2. Governance and Civil Stability
There are various measures to ascertain whether government institutions function and are
trusted. This is critical for support of government-sponsored health services and for the
climate in which civil society operates. Specifically, in terms of civil stability, in areas where
there is disruption because of war or insurrection, there is likely to be disruption of
services, strains in social networks, and even physical displacement of people. Disruption of
this sort makes gains in health tenuous at best. When the situation is at its worst, perhaps
immediately post-conflict, project managers should be cautious in terms what they promise
with regards to sustainability.
[38]
3. Human Development
Large swings in the economic and development landscape can make for shifting priorities
among organizations and individuals that may threaten health gains. For instance, in a
situation of drought or even famine, subsistence will predominate over health in terms of
national, local, and household priorities. The United Nations Development Programme (UNDP)

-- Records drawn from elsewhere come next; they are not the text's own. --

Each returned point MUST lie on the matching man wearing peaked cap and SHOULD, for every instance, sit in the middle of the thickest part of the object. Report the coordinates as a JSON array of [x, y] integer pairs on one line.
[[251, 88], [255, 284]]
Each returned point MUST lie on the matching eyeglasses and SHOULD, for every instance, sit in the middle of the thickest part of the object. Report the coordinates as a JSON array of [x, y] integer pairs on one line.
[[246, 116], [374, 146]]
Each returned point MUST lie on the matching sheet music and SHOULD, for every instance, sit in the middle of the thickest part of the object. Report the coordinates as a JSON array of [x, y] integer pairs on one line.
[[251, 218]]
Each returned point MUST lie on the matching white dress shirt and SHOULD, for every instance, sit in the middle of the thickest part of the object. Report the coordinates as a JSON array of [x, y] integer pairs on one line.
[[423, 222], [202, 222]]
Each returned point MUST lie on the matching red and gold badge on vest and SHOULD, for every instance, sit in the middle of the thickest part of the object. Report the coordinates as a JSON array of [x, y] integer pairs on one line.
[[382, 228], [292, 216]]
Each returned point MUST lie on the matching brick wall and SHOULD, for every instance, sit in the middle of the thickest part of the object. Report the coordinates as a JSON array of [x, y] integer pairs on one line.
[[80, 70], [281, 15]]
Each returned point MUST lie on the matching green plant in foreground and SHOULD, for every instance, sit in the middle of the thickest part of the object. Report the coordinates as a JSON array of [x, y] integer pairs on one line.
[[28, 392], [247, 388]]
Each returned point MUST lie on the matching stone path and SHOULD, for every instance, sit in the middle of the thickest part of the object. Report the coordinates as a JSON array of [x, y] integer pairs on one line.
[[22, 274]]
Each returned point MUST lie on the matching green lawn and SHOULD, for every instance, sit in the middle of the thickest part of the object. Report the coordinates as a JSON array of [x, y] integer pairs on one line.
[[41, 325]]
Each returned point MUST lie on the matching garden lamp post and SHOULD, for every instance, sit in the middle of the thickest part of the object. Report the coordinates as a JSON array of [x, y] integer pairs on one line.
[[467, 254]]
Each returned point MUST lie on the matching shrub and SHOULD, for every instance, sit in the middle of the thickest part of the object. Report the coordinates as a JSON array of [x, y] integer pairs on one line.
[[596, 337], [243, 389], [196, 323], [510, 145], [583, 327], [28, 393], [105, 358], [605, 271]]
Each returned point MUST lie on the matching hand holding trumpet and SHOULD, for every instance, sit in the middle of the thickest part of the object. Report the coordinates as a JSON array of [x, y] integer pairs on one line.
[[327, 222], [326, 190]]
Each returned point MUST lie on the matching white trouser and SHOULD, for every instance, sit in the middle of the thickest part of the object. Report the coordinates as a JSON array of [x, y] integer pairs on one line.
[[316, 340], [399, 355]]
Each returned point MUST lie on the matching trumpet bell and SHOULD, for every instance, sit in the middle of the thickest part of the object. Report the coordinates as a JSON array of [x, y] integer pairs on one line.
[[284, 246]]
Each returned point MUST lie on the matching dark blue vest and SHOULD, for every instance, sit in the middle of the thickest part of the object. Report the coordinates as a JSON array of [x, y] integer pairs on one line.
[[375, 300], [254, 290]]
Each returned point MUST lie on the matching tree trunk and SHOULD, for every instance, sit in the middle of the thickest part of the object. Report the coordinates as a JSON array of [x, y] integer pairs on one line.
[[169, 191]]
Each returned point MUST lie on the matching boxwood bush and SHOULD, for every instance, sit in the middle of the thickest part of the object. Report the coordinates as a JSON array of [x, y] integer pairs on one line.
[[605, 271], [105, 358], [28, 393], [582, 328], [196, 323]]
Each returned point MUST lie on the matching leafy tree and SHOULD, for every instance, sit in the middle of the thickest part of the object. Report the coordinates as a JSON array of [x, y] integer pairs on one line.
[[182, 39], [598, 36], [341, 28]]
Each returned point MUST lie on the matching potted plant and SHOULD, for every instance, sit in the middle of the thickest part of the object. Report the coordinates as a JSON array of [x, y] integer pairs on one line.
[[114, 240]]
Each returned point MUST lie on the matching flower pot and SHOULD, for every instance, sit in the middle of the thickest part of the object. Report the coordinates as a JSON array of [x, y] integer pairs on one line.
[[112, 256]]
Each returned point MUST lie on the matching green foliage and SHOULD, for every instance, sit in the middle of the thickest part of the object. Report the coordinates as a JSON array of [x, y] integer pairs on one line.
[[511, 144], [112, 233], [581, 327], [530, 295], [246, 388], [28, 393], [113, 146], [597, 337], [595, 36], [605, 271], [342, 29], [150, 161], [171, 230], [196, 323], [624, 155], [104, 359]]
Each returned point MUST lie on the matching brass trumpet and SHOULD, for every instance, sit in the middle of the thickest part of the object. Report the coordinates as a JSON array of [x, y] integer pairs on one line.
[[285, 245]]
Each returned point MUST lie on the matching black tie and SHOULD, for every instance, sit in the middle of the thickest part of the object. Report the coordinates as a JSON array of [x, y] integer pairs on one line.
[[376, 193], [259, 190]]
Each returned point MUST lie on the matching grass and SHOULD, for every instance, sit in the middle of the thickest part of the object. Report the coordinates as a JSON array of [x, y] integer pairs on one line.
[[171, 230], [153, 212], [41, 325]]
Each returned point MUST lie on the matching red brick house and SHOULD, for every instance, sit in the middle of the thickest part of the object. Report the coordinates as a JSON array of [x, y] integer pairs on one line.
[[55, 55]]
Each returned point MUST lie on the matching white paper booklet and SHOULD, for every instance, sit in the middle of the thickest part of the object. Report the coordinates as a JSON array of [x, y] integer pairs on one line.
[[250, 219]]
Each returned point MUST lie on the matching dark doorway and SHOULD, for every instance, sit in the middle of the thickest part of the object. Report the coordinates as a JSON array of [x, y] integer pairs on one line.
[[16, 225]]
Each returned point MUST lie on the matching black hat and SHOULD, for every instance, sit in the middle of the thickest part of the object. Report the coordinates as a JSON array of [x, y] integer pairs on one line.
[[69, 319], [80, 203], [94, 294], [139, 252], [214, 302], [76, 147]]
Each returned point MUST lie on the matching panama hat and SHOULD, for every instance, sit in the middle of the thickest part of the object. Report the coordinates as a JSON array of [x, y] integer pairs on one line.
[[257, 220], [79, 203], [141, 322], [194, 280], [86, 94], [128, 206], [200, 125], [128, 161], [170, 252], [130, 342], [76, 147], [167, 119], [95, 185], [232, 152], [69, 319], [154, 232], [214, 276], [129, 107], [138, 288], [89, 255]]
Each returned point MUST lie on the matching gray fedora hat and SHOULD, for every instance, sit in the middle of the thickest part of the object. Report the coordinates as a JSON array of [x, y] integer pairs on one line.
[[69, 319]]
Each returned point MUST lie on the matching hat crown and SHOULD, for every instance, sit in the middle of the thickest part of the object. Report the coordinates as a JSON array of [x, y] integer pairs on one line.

computes a summary measure of human development—the Human Development Index
(HDI)—for all countries on a periodic basis. UNDP country offices sometimes compute this
score for sub national regions as well. Progress on the HDI supports greater expectations
for what can be sustained.
4. Women’s Empowerment
The role of women is critical in population health gains, as women are the main caregivers to
themselves and their family members. Values related to women, in terms of their decision
making authority and power within the household will either endanger or solidify their ability
to act in order to effect positive change for health. This correlates with their level of
education and literacy.
5. Natural Environmental Factors
Many areas are prone to natural disasters that have the ability to quickly wipe out gains in
health and development. Some geographic regions are more prone than others to disruptive
natural phenomena. The profile of vulnerabilities will vary from location to location. Some
areas are prone to drought affecting food security and nutrition; others to quicker onset
disasters causing massive service disruption and/or displacement of populations (e.g.,
earthquakes, tsunamis, hurricanes, flooding, etc.). Unfortunately, the poor are
disproportionately affected by natural disasters.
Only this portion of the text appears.